Our questions here again are about scale and process: Will there be a more formalized process for human rights defenders to engage with Facebook? Given the reference to a new fund for human rights defenders in the accompanying blog, what funding will be available and to whom? How will these capacities be developed over time? How will Facebook bring the voices of those most at-risk to the center of their strategy?

Why is Facebook Punting on Remediation?

Facebook’s Human Rights Policy lacks much substance regarding the remediation of human rights impacts. The concept of remediation is that corporations have an ethical obligation to provide redress for human rights harms that happen as a result of their business—not just make changes based on lessons learned. Facebook’s policy cites its code of conduct and whistleblower policies, its content moderation appeals processes, and the existence of the Facebook Oversight Board, but sidesteps the question of whether Facebook thinks these are sufficient.

That puts a lot of weight on the much-heralded Oversight Board. While there are a range of views about the Facebook Oversight Board, and Facebook’s likely incentive for creating it was primarily to ward off regulation, it is indeed a groundbreaking initiative. It is an independent group of experts that will essentially function as an appeals court for the company’s content moderation decisions. The group began hearing cases late last year, and early results seem modest but positive. We at PEN America hope that the Oversight Board will have a positive and long-term human rights impact on Facebook’s policies as well as on the specific content moderation questions under its purview.

But given the lack of other substantive approaches to remediation, we’re left to wonder: Given the tactically narrow jurisdiction of the Oversight Board, how does Facebook intend to identify and remediate impacts of issues beyond content moderation, such as algorithmic amplification of disinformation and hate? How does it think about the risks of its platforms being used to facilitate gross human rights abuses, as they have repeatedly?

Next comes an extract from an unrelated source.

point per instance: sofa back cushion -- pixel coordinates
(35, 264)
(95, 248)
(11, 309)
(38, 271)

Conclusion: Is Facebook Prepared to Move Fast and Fix Things?

How quickly and effectively Facebook can move to meet its human rights obligations and remediate the harm it has caused or enabled globally?

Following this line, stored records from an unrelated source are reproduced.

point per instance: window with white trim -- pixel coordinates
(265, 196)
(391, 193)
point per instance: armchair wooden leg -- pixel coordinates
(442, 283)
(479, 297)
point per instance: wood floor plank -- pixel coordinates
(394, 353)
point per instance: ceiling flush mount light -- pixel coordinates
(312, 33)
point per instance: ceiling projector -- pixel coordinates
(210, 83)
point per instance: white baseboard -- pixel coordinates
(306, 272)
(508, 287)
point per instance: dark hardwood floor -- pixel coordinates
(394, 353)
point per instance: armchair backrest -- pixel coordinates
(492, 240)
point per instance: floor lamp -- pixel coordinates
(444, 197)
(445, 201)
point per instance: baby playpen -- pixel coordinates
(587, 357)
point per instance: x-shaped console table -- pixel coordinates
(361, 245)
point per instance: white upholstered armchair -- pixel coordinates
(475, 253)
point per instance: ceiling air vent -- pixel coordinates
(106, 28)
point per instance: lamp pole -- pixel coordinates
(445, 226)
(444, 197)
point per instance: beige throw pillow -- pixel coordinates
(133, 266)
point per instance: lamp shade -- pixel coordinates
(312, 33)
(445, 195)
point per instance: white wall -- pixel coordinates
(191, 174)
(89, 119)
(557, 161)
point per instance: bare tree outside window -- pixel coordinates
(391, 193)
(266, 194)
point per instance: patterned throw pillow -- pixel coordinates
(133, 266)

In keeping with its bullish negotiating tactics elsewhere, Facebook devotes an awful lot of the new policy to rehashing its existing investments and policies. The policy paints Facebook as a company that is a de facto human rights leader prepared to solidify its already solid practices. In reality, Facebook faces constant scrutiny for its failures on many of these fronts. Its investment in solving its moderation problems, its commitment to developing features to empower its users, and its engagement with regulatory reform have been inadequate, and it has engaged in highly sophisticated trench warfare against regulation, transparency, or accountability.

We have been treated to transparency reports that are published quarterly but don’t say much, outsourced content moderation practices that themselves raise human rights concerns, and rhetoric from Facebook executives that they simply cannot provide robust protections to each of the countries and communities that they invite to use their platforms, even at their current levels of unprecedented profitability and scale.

All this means that the question is no longer simply what commitments Facebook has made or will make in the future, but how quickly it will translate these commitments into actual, consequential changes to its policy and practices, and how and when Facebook will remediate the damage it has done. It is certainly true that the task, for example, of training effective AI to moderate in hundreds of languages is both urgent and difficult, as Facebook CEO Mark Zuckerberg said at one point in congressional testimony in late March. It is also certainly true that unlike, say, the Biden-Harris administration’s national vaccine rollout, Facebook has offered no publicly stated date or milestones that its engineers are working against or it can be held accountable to.

In short: Is this policy wired up to anything? The world sure hopes so.


Matt Bailey is PEN America’s digital freedom program director.